Dalam penelitian terhadap Incubus dan Succubus, Colin dan Damon Wilson menemukan sejumlah kasus di mana "kehadiran" itu terasa mengganggu, bahkan menyakitkan, seperti yang dirasakan Marcia.
Kisahnya bermula ketika Marcia yang master psikologi dari AS itu tengah berlibur di Sao Paulo. Karena tidak percaya takhayul, ia membawa pulang patung kapur kecil berujud Dewi Laut Yamanja yang ditinggalkan orang di pantai sebagai persembahan upacara. Padahal bibinya telah memperingatkan.

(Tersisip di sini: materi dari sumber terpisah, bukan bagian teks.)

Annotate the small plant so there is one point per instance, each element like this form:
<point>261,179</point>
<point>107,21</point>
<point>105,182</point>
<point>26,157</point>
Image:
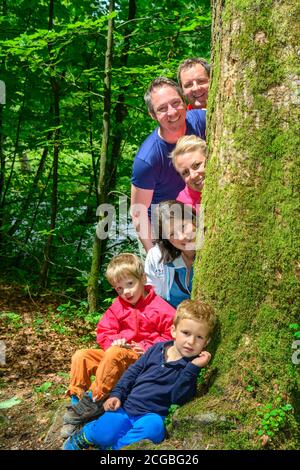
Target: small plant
<point>171,411</point>
<point>43,388</point>
<point>273,418</point>
<point>12,319</point>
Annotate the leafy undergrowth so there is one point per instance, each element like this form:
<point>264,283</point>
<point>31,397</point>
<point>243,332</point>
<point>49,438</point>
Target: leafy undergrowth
<point>38,342</point>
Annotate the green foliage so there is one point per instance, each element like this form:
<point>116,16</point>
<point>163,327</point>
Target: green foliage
<point>14,320</point>
<point>273,418</point>
<point>171,411</point>
<point>4,405</point>
<point>295,327</point>
<point>162,34</point>
<point>201,376</point>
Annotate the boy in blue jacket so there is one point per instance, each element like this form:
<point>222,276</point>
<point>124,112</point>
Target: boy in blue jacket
<point>166,374</point>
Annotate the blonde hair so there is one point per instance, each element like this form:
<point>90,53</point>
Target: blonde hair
<point>196,310</point>
<point>125,264</point>
<point>187,144</point>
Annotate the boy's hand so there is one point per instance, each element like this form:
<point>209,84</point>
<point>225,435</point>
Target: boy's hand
<point>112,404</point>
<point>202,360</point>
<point>137,348</point>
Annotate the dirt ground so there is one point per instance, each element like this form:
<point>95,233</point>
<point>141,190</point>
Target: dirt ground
<point>38,345</point>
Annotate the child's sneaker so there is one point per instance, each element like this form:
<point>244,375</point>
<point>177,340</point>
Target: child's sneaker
<point>77,442</point>
<point>84,411</point>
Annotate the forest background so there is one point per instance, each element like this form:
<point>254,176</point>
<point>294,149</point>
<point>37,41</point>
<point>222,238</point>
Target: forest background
<point>72,116</point>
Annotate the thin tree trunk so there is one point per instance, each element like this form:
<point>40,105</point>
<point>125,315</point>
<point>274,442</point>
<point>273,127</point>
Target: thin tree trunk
<point>92,289</point>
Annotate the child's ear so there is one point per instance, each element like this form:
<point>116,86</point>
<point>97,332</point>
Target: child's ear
<point>173,331</point>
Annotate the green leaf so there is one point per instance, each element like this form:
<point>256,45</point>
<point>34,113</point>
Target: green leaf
<point>9,403</point>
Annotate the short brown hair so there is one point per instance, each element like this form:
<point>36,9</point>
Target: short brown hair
<point>157,83</point>
<point>125,264</point>
<point>196,310</point>
<point>189,63</point>
<point>165,212</point>
<point>187,144</point>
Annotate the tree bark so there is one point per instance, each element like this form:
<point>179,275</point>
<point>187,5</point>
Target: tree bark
<point>92,289</point>
<point>247,267</point>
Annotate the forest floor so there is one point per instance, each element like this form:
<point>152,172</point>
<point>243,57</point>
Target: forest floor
<point>38,345</point>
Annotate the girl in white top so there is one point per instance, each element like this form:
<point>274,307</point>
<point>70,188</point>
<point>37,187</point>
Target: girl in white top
<point>169,264</point>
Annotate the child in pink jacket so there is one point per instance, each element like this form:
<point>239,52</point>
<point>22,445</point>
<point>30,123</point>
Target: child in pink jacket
<point>136,320</point>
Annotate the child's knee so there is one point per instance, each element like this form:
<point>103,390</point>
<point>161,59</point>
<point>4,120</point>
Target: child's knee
<point>79,355</point>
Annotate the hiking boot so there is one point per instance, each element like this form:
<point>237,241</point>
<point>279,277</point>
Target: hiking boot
<point>77,441</point>
<point>84,411</point>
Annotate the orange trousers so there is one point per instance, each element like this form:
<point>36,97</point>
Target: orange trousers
<point>107,366</point>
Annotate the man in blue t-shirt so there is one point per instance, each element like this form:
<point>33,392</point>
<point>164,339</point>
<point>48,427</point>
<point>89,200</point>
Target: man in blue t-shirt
<point>154,178</point>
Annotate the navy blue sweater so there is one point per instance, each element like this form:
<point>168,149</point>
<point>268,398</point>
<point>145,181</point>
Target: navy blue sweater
<point>151,384</point>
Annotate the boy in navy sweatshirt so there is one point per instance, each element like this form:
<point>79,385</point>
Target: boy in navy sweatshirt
<point>166,374</point>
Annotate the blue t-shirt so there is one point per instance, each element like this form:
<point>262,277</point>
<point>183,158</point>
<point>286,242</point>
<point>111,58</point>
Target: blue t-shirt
<point>153,167</point>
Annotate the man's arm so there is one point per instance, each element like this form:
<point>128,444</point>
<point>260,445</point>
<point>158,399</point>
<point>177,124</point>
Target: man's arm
<point>140,202</point>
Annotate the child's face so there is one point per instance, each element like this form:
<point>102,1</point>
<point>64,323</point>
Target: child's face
<point>182,234</point>
<point>190,336</point>
<point>130,288</point>
<point>190,166</point>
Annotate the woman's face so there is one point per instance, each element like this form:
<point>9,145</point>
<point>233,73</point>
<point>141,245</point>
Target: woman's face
<point>182,234</point>
<point>191,167</point>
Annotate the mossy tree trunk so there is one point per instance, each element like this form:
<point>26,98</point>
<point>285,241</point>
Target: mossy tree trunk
<point>247,266</point>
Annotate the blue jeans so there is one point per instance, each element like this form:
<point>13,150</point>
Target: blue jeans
<point>115,429</point>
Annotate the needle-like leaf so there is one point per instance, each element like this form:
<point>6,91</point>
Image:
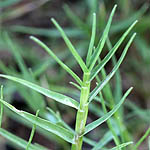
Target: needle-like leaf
<point>54,95</point>
<point>70,46</point>
<point>32,133</point>
<point>91,45</point>
<point>101,120</point>
<point>57,59</point>
<point>121,146</point>
<point>18,141</point>
<point>110,75</point>
<point>102,40</point>
<point>98,68</point>
<point>47,125</point>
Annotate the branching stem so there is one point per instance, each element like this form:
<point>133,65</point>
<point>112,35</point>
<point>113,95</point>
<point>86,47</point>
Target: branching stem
<point>82,112</point>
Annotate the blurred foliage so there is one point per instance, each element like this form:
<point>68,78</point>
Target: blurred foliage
<point>20,57</point>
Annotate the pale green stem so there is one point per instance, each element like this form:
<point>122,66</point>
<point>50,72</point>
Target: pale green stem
<point>82,112</point>
<point>1,107</point>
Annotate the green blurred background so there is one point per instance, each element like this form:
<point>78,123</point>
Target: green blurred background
<point>21,57</point>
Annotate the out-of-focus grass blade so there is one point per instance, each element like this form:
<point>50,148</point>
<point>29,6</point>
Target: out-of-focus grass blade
<point>6,3</point>
<point>143,49</point>
<point>105,81</point>
<point>121,146</point>
<point>121,25</point>
<point>91,45</point>
<point>47,125</point>
<point>16,12</point>
<point>104,140</point>
<point>18,141</point>
<point>75,19</point>
<point>101,120</point>
<point>14,49</point>
<point>70,46</point>
<point>32,133</point>
<point>70,32</point>
<point>56,96</point>
<point>57,59</point>
<point>98,68</point>
<point>102,40</point>
<point>147,133</point>
<point>149,142</point>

Tak lama kemudian, Marcia jatuh sakit, dan dua kali hampir tak terselamatkan dari kecelakaan di rumah: meledaknya pressure cooker dan oven. Yang paling aneh, ia mengaku saat terbaring di tempat tidur, berkali-kali merasakan ada orang (atau sesuatu) masuk ke kamarnya, naik ke tempat tidur dan ... memperkosanya! Serangan-serangan itu baru berhenti setelah bibinya berkonsultasi dengan ahli Umbanda - semacam voodoo - dan mengembalikan patung itu ke pantai.
Yang tak kalah aneh adalah serangan terhadap sejumlah gadis penghuni sekolah asrama di Rietfontein, Botswana, pada 1985. Mereka melaporkan, beberapa sosok laki-laki dan perempuan telah mengoyakkan pakaian, memotongi rambut, dan mencakari mereka.
Pemeriksaan kesehatan bahkan mengungkap adanya sejumlah jarum yang tertanam cukup dalam di bawah luka pada kaki para korban. Sementara serangan terus berlanjut, polisi tidak mampu menemukan pelaku ataupun penjelasan. Apakah ini kasus roh-roh gentayangan yang nakal (poltergeist)?
Namun ilmu pengetahuan percaya, gangguan yang biasanya menimbulkan bunyi ribut, menyebabkan beterbangannya peralatan memasak atau perabot rumah, serta sering menyebabkan luka ringan, bukanlah pekerjaan roh jahat. Justru si korbanlah penyebab semua manifestasi itu. Maka tak aneh bila sering kali kasus poltergeist berakhir begitu korban menjalani terapi kejiwaan.
Bukti nyata tampak pada kasus remaja dari Roma, Eleanora Zugun. Peneliti sempat memeriksa luka serupa cakaran atau gigitan yang muncul mendadak di wajah dan lengannya. Luka-luka itu muncul hanya saat Eleanora merasa tersinggung oleh perbuatan atau perkataan orang lain, yang memang sering terjadi. Serangan itu hilang ketika ia beranjak dewasa dan tidak begitu neurotik lagi.
Korban poltergeist yang kebanyakan adalah remaja, menurut ahli, berhubungan dengan tertekannya dorongan seksual mereka. Korban dari tiga kasus poltergeist terkenal di AS diketahui tergila-gila pada orang terkenal, di antaranya dengan tokoh polisi di film seri TV Starsky and Hutch. Ini menggugah para teoritis untuk menyelidiki, mungkinkah konsentrasi tinggi energi emosional yang terpendam dapat termanifestasikan dalam bentuk-bentuk yang aneh, yang belum kita pahami?
Teori serupa mungkin berlaku pada kemunculan Incubus dan Succubus, yang besar kemungkinan lahir dari pikiran orang juga. Dengan tumbuhnya kedewasaan, bertambah pula kemampuan seseorang untuk mengendalikan dorongan seksual, meskipun saat tidur kontrol itu bisa saja hilang.
Tidur tidaklah sesederhana tampaknya. Di balik kelopak mata yang terkatup, tersimpan misteri dunia lain, dunia supranatural.